Congress is on "vacation."
President Barack Obama, Aug. 2, in an address
The annual August break is required by law, according to an Aug. 6 Wall Street Journal blog post by Linda Killian, a senior scholar at the Wilson Center, a think tank.
The Legislative Reorganization Act of 1970, she wrote, directs the House and Senate to recess for the month of August, until after Labor Day. The act says that unless Congress provides otherwise, the House and Senate shall adjourn no later than July 31 of each year or so and, it looks to us, to remain adjourned to the second day after Labor Day. (It does say the mandate shall not be applicable in any year there's a state of war as declared by Congress as of July 31.)
This year, Congress started its five-week summer recess on Aug. 1.
Now, it's one thing not to be in session, but is that the same as taking a vacation?
First, there's the Merriam-Webster dictionary definition of vacation: a "period of time that a person spends away from home, school, or business usually in order to relax or travel."
Just because it's called a recess doesn't mean congressional leaders are taking a break. "Business still goes on," Senate Historian Don Ritchie told Time magazine. "There's just no action on the floor."
Scant business goes on, we suspect, though an official House calendar listed a few hearings scheduled during the 2014 recess — an Aug. 6 hearing of the House Committee on Veterans Affairs on health care access in rural America, hosted by panel Chairman Jeff Miller, R-Fla.; an Aug. 7 hearing of the House Subcommittee on Africa, Global Health, Global Human Rights and International Organizations about combating the Ebola threat; and an Aug. 14 hearing, also by the Veterans Affairs panel, on rural health care and infrastructure needs.
Time's story said: "Especially because this is an election year, many members will be campaigning, visiting offices and town halls in their home states and holding town meetings. Offices will stay open to receive mail and calls from constituents. Members who aren't up for re-election might enjoy family time or a vacation," the story said.
The American Enterprise Institute's Norman Ornstein, a longtime congressional observer, said that during recesses, most senators and House members "use this time to travel to trouble spots or to go back and campaign or do meetings in their home districts or states. They are not laying back in the sun, but working. I would prefer more time in Washington legislating, and less time back in the district.
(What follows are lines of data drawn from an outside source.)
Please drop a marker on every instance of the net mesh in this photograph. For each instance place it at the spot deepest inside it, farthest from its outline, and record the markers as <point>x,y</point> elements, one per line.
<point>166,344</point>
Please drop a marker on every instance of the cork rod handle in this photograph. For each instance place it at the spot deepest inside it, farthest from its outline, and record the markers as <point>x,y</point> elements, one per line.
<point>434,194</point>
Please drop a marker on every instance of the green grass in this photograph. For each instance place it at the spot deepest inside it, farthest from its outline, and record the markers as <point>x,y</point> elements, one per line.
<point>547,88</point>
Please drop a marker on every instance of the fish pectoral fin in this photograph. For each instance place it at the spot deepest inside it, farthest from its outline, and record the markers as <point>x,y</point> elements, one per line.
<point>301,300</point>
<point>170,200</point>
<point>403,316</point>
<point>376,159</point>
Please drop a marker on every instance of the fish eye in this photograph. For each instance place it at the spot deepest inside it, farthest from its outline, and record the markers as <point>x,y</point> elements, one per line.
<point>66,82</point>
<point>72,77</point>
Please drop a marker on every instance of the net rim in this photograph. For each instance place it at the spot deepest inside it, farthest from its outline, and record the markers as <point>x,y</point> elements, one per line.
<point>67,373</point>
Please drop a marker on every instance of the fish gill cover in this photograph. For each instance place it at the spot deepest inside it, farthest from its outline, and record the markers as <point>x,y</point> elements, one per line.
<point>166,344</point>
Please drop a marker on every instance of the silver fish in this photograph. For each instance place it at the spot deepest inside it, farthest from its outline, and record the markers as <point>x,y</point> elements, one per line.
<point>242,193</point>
But calling this a five-week vacation is a distortion."
We'd be remiss if we didn't note that Obama himself hasn't exactly been huddled, monklike, in the Oval Office this August. He left with his family for a vacation in Martha's Vineyard, Mass., on Aug. 9, then returned to Washington for about 48 hours before resuming his vacation that then ended Aug. 24.
The Obamas' time away came during an unusually intense news period that included unrest in Ferguson, Mo., the launch of U.S. airstrikes against the Islamic extremist group ISIS, the beheading of American journalist James Foley by ISIS, and the spread of the Ebola virus in West Africa — pairings that were not lost on many of the president's critics.
CBS White House reporter Mark Knoller, the unofficial chronicler of presidential travels, reports that Obama has taken 19 vacations totaling 125 days so far while in office. That's far fewer than George W. Bush's 65 combined trips to his Texas ranch and his parents' home in Kennebunkport, Maine, which totaled 407 days at the same point in his presidency.
Hypocrisy aside, Obama is stretching it on the terminology and we rate his claim Mostly False.